In winter, kelp, boiled ringed seal meat, raw whale skin, and raw ringed seal meat provided 92% of Inuit winter intake of vitamin C, which according to the table above amounted to 90mg/d.  So these 4 items provided them with >80mg of vitamin C.  In late spring, raw whale skin provided 71% of their vitamin C intake, with mussels providing the next largest share at only 10% of the total 185mg/d intake (from table above).  That means the whale skin alone provided 131mg of vitamin C per day.  I know of no product of modern, even grass-fed, livestock that will come anywhere close to this (if anyone else does, please let me know).

In contrast, someone eating a strictly carnivorous meat-and-fat diet composed of modern livestock meats, even if strictly grass-fed, would not consume anywhere near this amount of vitamin C on a daily basis.  Therefore, a modern "zero carb" diet composed of terrestrial livestock is not a replica of an Inuit diet, and we can't expect it to produce the same health outcomes of a traditional Eskimo diet. 

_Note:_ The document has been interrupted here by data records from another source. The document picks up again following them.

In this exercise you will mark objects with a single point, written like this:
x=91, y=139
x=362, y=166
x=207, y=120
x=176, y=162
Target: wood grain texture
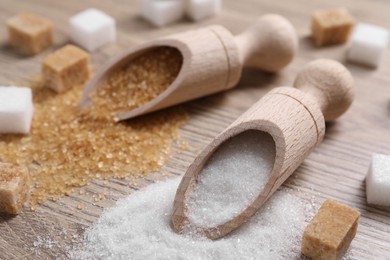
x=336, y=169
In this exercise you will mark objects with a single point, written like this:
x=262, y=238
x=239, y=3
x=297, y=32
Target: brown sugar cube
x=14, y=187
x=331, y=26
x=330, y=232
x=29, y=33
x=65, y=68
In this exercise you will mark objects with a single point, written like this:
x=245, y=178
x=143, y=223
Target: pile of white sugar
x=232, y=178
x=139, y=228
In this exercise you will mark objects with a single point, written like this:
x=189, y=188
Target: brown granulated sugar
x=66, y=147
x=141, y=80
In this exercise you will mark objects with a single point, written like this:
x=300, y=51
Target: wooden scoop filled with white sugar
x=186, y=66
x=245, y=164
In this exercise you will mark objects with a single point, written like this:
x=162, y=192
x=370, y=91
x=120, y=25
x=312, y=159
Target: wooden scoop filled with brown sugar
x=186, y=66
x=244, y=165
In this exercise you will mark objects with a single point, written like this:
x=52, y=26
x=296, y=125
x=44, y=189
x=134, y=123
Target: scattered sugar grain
x=232, y=178
x=139, y=227
x=66, y=147
x=141, y=80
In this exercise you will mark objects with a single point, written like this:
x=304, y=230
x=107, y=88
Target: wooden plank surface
x=336, y=169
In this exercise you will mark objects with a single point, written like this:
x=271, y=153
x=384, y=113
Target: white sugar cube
x=368, y=44
x=163, y=12
x=201, y=9
x=91, y=29
x=16, y=110
x=378, y=180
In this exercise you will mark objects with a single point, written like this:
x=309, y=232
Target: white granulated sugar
x=139, y=227
x=378, y=180
x=232, y=178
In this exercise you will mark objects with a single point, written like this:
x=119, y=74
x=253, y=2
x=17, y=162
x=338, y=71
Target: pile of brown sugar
x=138, y=82
x=66, y=147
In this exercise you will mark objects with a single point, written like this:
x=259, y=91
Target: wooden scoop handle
x=269, y=44
x=294, y=117
x=330, y=83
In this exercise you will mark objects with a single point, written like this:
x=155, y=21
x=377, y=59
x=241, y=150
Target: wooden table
x=336, y=169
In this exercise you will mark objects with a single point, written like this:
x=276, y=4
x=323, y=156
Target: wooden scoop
x=212, y=60
x=294, y=118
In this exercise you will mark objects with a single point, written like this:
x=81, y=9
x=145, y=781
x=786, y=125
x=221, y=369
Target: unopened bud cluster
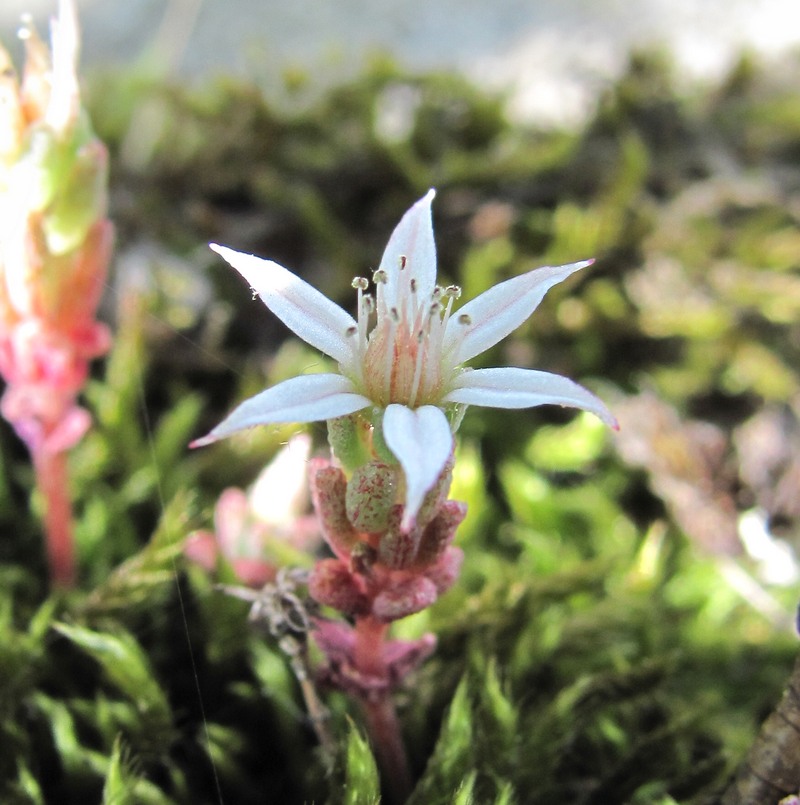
x=55, y=240
x=380, y=571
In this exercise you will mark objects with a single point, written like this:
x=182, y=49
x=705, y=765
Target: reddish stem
x=383, y=725
x=52, y=480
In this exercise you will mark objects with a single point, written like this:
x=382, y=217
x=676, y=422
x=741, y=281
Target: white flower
x=409, y=364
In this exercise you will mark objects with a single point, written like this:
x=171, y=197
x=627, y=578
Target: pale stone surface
x=554, y=54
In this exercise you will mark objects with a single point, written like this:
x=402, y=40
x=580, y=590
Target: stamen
x=389, y=353
x=417, y=368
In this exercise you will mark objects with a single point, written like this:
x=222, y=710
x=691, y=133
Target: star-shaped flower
x=405, y=352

As I noted in Masai Use of Herbs, to replicate the diet and health of the Masai you have to eat the same quality of food (grass-fed cattle products) and use the herbs they use.  Similarly, to replicate the diet and health of the precontact Inuit (if that was desirable) would require eating exactly the same variety and types of foods as the Inuit ate–shellfish, fish with bones, seal eyeballs, walrus liver, seal brains, whale skin, kelp, berries, partially digested contents of caribou stomachs, and so on–in proportions similar to what Inuit ate. 

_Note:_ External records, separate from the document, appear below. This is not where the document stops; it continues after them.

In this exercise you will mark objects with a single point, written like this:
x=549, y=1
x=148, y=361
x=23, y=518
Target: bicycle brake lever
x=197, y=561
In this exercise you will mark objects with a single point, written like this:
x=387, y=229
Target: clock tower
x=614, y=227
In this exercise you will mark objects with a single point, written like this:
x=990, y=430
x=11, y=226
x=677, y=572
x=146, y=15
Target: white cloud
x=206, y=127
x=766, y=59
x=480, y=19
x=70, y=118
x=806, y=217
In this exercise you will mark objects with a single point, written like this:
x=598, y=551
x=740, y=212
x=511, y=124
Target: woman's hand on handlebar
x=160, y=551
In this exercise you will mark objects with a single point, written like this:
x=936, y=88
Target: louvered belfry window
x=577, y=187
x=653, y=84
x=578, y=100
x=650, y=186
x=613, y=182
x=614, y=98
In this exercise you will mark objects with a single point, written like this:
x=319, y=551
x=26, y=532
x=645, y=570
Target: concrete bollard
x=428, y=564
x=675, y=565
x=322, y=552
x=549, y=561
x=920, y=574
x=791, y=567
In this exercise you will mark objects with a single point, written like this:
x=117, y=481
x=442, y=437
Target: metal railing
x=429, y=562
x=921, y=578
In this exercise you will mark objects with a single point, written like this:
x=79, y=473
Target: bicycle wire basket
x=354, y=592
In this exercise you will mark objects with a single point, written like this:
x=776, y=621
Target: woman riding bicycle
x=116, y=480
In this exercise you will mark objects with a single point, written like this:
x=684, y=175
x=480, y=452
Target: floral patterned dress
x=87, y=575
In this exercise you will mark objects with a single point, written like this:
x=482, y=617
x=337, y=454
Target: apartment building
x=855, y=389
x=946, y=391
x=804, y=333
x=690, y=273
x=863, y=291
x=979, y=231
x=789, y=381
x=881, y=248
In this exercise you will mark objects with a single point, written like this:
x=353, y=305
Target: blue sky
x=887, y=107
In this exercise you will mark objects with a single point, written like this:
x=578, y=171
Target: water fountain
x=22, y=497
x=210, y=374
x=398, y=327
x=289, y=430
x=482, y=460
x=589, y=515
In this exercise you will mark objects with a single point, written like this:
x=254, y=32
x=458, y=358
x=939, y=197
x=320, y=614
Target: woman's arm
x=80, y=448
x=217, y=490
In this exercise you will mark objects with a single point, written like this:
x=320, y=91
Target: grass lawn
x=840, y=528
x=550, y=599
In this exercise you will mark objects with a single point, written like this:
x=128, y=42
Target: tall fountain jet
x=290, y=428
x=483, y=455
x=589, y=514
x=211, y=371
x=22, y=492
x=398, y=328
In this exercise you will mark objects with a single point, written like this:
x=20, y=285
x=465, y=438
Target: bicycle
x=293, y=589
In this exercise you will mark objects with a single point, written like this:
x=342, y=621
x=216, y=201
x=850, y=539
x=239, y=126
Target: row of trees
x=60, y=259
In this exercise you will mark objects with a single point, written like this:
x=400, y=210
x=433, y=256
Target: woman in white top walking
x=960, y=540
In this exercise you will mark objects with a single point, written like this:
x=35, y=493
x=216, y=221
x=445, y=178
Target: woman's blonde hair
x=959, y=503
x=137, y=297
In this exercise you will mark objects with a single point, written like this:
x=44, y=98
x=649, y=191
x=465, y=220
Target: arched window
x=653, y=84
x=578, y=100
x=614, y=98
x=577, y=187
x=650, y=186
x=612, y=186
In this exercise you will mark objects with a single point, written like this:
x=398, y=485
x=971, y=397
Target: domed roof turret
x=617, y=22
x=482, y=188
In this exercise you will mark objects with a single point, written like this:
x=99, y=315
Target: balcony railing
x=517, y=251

If you do something different from the Eskimo diet, you can't rationally expect that you will have the same results.  Eskimos' experience certainly did not prove that a diet of modern meat and fat will keep you healthy without plant food intake.

One last interesting aspect of this paper.  According to Stefansson, Eskimos ate a diet providing 70-80% of energy as fat and only 20% as protein, claimed to be required to prevent protein poisoning.  Others have claimed that humans can tolerate no more than 35% of calories as protein for extended periods of time due to limits on the liver's ability to synthesize urea from waste nitrogen, and I have taken this as a demonstrated fact. 

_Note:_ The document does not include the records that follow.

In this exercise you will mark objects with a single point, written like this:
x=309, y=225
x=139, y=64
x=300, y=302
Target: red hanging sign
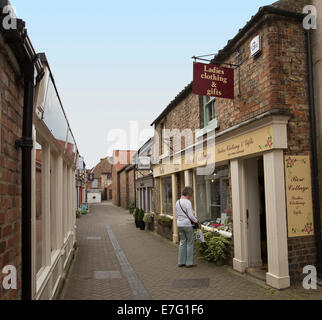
x=213, y=81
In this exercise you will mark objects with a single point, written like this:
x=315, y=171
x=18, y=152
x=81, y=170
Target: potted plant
x=148, y=220
x=136, y=217
x=140, y=219
x=78, y=213
x=131, y=206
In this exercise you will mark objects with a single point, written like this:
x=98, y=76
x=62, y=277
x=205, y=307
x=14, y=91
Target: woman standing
x=185, y=218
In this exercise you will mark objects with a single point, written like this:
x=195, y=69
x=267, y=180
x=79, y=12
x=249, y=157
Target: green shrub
x=148, y=217
x=164, y=219
x=215, y=249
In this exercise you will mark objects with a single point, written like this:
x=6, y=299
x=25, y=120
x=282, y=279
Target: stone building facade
x=127, y=186
x=102, y=179
x=271, y=115
x=120, y=160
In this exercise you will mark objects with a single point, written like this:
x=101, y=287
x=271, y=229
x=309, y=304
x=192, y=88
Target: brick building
x=11, y=120
x=102, y=179
x=247, y=153
x=126, y=178
x=144, y=182
x=120, y=160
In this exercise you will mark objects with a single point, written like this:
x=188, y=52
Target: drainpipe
x=315, y=170
x=26, y=145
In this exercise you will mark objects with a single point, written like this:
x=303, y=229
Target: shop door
x=255, y=213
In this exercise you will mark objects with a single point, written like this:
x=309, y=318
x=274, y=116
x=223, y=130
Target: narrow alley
x=116, y=261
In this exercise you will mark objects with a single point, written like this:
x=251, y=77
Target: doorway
x=256, y=217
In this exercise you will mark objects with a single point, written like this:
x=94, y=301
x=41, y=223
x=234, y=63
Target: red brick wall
x=131, y=183
x=122, y=158
x=124, y=190
x=11, y=114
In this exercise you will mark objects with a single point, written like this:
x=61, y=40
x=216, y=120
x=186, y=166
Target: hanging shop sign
x=213, y=81
x=90, y=177
x=299, y=196
x=144, y=163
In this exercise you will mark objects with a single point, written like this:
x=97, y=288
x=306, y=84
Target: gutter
x=30, y=65
x=315, y=168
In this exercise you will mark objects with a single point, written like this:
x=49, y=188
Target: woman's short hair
x=188, y=191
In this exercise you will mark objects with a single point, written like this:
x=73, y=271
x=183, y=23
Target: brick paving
x=138, y=264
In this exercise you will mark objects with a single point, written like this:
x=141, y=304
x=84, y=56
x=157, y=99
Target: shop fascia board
x=276, y=118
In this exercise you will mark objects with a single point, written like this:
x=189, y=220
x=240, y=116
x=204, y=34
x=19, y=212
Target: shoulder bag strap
x=186, y=213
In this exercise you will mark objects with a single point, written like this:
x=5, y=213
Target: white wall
x=94, y=198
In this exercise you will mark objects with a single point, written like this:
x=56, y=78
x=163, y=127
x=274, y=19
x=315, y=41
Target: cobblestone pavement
x=116, y=261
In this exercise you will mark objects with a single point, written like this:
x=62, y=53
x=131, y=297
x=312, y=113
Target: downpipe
x=315, y=168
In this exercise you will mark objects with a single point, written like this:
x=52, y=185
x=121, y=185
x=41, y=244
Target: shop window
x=162, y=142
x=95, y=183
x=213, y=199
x=167, y=196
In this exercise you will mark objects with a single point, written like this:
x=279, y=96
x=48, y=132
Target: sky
x=118, y=64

Therefore, I was surprised to find the following table in Fediuk's thesis:



The sources she cites estimated the coastal Inuit diet providing a minimum of 43% of calories  and a maximum of 56% as protein, and fat ranged from only 43% to 53%.  These figures all have carbohydrate intake of less than 7%, so I don't think we can dismiss them as results of incorporation of modern carbohydrates (i.e. post-contact diets).  They describe the Inuit diet as having roughly equal caloric portions of protein and fat, not the modern high-fat low-carb diet.

A 3000 kcalorie diet (necessary for a young active hunter) providing 43% of calories as protein contains 322g of protein; with 56% protein it would provide 420g of protein.  This exceeds levels Stefansson claimed and apparently demonstrated (in Effects on humans of 12 months exclusive meat diet) to be acutely toxic, at least in his own case. 

I will have to do some more research to determine whether protein intakes of this level (twice what I proposed in my models of Inuit diet), from meat (not purified proteins) could have any influence on bone mass.  It has been my impression so far that  studies supposedly proving that dietary meat protein has no detrimental effect on bone health have utilized much lower protein intakes in the range of 2-3 times the RDA, whereas if this data is correct, the Eskimos were consuming 6-10 times the RDA.